Sie sitzt zu Haue am Küchentisch, schraubt Steckdosen zusammen - ein Job, bei dem auch öfters ihr erwachsener Sohn (Armin Meier) mithilft -, als sie eines Abends erfährt, dass ihr Mann seinen Vorgesetzten und schließlich sich selbst umgebracht hat, weil mit Massenentlassungen in der Firma gedroht wurde.
Fassbinder zögert nicht lange herum und versetzt uns damit sofort den ersten Schlag und wir können nur noch zusehen, wie die gebrochene Mutter Küsters, immer deutlicher in die Öffentlichkeit tritt, zuerst gegen ihren Willen, als ihr die Presse die Wohnung einrennt, und schließlich mit Vorsatz, als sie merkt, wie ihr ein Reporter (Gottfried John) anfangs sein Vertrauen vorschwindelt, nur um einen verleumderischen Artikel über ihrem Ehemann zu verfassen.

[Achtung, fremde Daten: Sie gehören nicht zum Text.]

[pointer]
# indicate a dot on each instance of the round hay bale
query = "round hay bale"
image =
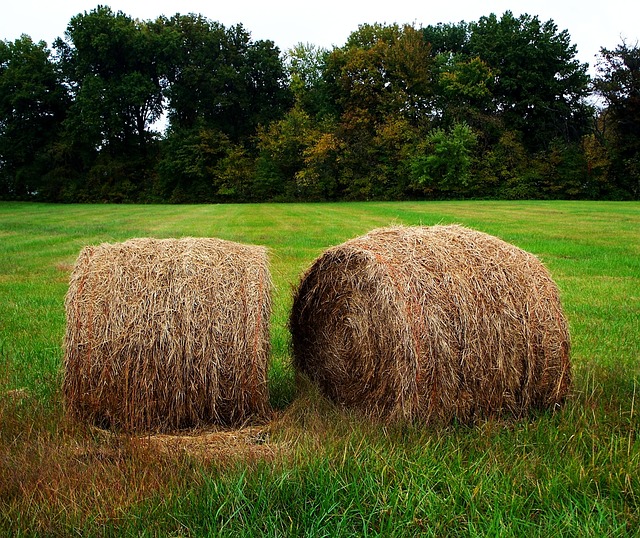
(166, 334)
(431, 324)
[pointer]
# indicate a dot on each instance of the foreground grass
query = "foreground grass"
(575, 472)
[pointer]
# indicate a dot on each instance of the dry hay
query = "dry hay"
(431, 324)
(251, 443)
(165, 334)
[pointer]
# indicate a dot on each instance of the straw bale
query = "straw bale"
(431, 324)
(165, 334)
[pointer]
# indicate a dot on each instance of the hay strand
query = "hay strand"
(165, 334)
(431, 324)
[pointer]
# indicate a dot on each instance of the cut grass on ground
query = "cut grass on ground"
(315, 469)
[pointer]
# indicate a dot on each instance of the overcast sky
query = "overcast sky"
(326, 23)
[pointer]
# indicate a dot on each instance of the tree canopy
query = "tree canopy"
(184, 109)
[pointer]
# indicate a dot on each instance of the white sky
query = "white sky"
(286, 22)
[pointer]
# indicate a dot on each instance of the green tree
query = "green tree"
(33, 104)
(442, 165)
(218, 77)
(618, 84)
(383, 76)
(540, 86)
(113, 69)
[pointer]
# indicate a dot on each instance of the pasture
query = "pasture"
(316, 469)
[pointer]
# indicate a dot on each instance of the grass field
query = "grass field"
(316, 470)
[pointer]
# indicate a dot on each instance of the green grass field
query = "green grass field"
(316, 470)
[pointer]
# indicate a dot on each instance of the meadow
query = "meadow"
(316, 469)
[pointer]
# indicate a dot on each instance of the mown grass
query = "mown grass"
(575, 472)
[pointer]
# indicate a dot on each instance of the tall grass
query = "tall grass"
(575, 472)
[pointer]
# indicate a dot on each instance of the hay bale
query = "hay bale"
(431, 323)
(164, 334)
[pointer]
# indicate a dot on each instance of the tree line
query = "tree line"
(184, 109)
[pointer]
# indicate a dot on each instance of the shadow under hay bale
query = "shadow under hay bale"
(431, 324)
(166, 334)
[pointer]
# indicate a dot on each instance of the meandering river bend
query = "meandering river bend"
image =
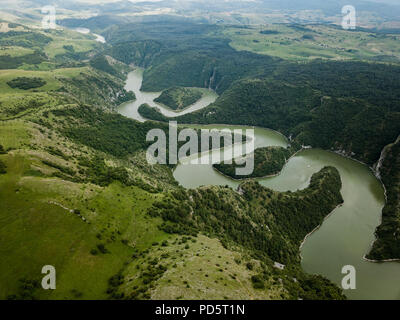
(344, 237)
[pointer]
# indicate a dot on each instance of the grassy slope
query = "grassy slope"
(39, 228)
(326, 42)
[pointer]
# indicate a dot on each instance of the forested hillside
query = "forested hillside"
(387, 245)
(82, 168)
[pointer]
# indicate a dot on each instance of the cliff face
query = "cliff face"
(387, 244)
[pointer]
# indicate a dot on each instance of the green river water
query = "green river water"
(344, 237)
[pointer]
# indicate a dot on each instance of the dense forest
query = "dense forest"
(387, 245)
(303, 105)
(282, 220)
(267, 161)
(178, 98)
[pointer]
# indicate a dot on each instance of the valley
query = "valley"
(78, 192)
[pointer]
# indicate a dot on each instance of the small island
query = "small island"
(267, 161)
(179, 98)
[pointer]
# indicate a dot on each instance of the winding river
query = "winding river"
(344, 237)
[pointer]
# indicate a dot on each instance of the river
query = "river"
(344, 237)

Hilflos und einsam wie sie ist, wendet sie sich an das Kommunisten-Pärchen Karl (Karlheinz Böhm) und Marianne (Margit Carstensen), die die alte Frau mit offenen Armen empfangen, weil ihr verstorbenen Ehemann schließlich ein vorbildliches Zeichen für die Arbeiterbewegung gesetzt hat, auch wenn seine Mittel drastischer Art waren.
Die naive Mutter Küsters tritt sogar der kommunistischen Partei bei und rechnet damit, ihren Mann endlich von den publizierten Lügengeschichten reinwaschen zu können. Als sie die eigennützigen Interessen der Partei erkennt, wendet sie sich schließlich, völlig ahnungslos was sie da erwartet, an einen Anarchisten, der einen viel radikaleren Lösungsweg geht, als es ihr lieb ist.
Den endgültigen, katastrophalen Ausklang erzählt Fassbinder in eingeblendeten Zwischentiteln und stellt die selbstsüchtige Zuwendung der Partei und die anarchistische, blutfordernde Methode an den Pranger.
Letztendlich animiert er uns dazu, einen anderen Weg einzuschlagen, um einen persönlichen Frieden zu schließen und bietet uns sogar ein alternatives Ende (für die US-Version vorgesehen), bei dessen optimistischer Anmutung Mutter Küsters Bemühungen zwar ein völlig anderes, aber doch ein zufriedenstellendes Ziel erreicht haben.
Und Brigitte Mira... wie immer ganz groß. Eine Identifikationsfigur mit Küchenschürze, die aus allen restlichen, prominent besetzten Nebencharakteren deutlich heraussticht. Vielleicht ist das auch eher „ihr“ Film als „Angst essen Seele auf“.